Prédication du Dimanche des réfugiés au temple de Corcelles (NE) le dimanche 16 juin 2024.

Enregistrement audio a posteriori.

Il y a quelque temps, le président du Conseil synodal de l’EREN, Yves Bourquin, a signé une chronique dans le journal Réformés avec ce titre « Prendre la Bible à la lettre ou la prendre au sérieux ! » J’ai aimé ce titre et j’ai apprécié ce qu’il en disait. Car, oui, nous avons le choix de lire la Bible au pied de la lettre, au mot près, ou avec un regard critique, la prenant au sérieux et ce n’est pas tout à fait pareil. Ce qu’elle dit a du sens et donne du sens à nos vies, à nos engagements et à notre foi.

Deux manières (au moins) de lire la Bible

La Bible est un magnifique panorama de témoignages d’hommes et de femmes en lien avec Dieu en des temps et des circonstances particulières et diverses. Ce qu’ils et elles disent a donc valeur de vérités, pour autant qu’on garde en mémoire le pourquoi de leurs propos. Cette précaution prise, on pourra alors extrapoler et se questionner en quoi ces témoignages – fort anciens – peuvent être encore pertinents pour nous aujourd’hui. Il ne s’agit pas de faire du « copier-coller » sans réfléchir, mais de faire preuve de sérieux dans la lecture de la Bible et son interprétation.

Une autre manière d’approcher les Écritures est de les lire au pied de la lettre, au plus près des mots. Et l’histoire humaine a été parsemée de ces interprétations littérales. Aujourd’hui encore, il n’est pas rare qu’« on » tire un verset, comme un magicien un lapin de son chapeau et qu’on lui fasse dire surtout ce qu’on veut, sous le prétexte que c’est dans la Bible. Donc, parole d’Évangile !

Attention, ce n’est pas très sérieux et à ce petit jeu, on peut vite se brûler les doigts.

Accepter un texte jusqu’à ses mots les plus durs

C’est à dessein que j’ai choisi, entre les deux textes proposés ce dimanche par l’EPER celui du psaume 137. J’aurais pu, j’aurais dû peut-être, me réfugier dans ma zone de confort et m’attarder sur le texte des disciples d’Emmaüs (l’autre référence proposée).

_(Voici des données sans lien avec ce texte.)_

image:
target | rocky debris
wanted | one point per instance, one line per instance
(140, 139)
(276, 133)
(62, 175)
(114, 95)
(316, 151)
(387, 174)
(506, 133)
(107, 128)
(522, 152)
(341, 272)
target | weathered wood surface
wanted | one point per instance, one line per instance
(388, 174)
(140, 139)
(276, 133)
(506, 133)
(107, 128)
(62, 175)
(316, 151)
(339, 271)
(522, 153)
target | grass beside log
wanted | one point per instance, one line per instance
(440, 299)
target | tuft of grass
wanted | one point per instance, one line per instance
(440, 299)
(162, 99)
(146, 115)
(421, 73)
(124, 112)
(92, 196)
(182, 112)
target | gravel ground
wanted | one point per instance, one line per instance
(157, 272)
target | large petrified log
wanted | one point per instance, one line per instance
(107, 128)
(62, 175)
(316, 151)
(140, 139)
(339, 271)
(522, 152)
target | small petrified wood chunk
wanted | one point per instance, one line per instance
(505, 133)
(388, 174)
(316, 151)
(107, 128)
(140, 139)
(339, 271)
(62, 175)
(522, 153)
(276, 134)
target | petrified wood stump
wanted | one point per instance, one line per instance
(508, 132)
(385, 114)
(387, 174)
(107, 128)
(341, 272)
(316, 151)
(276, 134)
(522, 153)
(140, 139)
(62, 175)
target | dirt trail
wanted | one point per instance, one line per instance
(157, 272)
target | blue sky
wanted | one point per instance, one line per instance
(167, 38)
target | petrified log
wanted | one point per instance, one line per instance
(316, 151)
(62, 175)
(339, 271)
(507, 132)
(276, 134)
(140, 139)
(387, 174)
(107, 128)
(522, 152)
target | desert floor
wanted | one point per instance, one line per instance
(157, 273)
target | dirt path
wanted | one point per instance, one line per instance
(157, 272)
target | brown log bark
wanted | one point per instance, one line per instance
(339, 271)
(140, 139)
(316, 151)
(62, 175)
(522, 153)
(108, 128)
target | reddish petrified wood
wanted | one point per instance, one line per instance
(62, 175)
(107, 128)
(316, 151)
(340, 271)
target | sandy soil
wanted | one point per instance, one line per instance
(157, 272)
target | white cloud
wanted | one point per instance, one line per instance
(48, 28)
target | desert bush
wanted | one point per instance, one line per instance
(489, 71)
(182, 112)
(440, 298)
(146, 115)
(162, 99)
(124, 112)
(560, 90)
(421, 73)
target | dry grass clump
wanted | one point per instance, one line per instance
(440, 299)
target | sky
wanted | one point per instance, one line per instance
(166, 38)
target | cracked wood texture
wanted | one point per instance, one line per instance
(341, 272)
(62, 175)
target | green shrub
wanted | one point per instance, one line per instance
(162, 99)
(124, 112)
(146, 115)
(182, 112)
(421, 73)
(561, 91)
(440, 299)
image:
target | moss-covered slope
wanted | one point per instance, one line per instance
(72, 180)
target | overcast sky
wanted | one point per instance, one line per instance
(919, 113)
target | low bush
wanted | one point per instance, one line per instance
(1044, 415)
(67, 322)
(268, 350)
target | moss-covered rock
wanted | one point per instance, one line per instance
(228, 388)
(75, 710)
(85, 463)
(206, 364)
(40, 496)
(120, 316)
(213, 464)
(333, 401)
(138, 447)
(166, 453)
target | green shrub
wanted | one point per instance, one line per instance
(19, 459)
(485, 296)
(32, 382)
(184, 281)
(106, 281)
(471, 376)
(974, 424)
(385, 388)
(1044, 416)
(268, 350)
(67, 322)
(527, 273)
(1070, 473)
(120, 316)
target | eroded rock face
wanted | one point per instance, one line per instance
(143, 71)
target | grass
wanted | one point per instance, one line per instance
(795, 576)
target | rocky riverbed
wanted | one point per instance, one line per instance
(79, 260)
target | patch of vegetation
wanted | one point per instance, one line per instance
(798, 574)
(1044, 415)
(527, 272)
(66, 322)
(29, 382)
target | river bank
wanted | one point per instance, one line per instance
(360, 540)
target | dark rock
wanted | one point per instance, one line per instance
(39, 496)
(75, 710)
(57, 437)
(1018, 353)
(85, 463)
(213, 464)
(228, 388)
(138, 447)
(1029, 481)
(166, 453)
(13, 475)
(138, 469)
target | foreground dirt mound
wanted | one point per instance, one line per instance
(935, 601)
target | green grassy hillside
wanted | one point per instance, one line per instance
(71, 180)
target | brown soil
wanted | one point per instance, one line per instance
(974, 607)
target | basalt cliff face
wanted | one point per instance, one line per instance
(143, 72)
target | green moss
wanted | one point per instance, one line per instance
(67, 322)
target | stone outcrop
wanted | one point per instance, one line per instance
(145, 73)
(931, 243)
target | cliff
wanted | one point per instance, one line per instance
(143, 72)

Sur les bords des fleuves de Babylone, nous étions assis et nous pleurions en nous souvenant de Sion.
Nous avions suspendu nos harpes aux saules du voisinage.
Là, ceux qui nous avaient déportés nous demandaient des chants, nos oppresseurs nous demandaient de la joie: «Chantez-nous quelques-uns des chants de Sion!»
Comment chanterions-nous les chants de l’Eternel sur une terre étrangère? Si je t’oublie, Jérusalem, que ma main droite m’oublie!
Que ma langue reste collée à mon palais, si je ne me souviens plus de toi, si je ne place pas Jérusalem au-dessus de toutes mes joies!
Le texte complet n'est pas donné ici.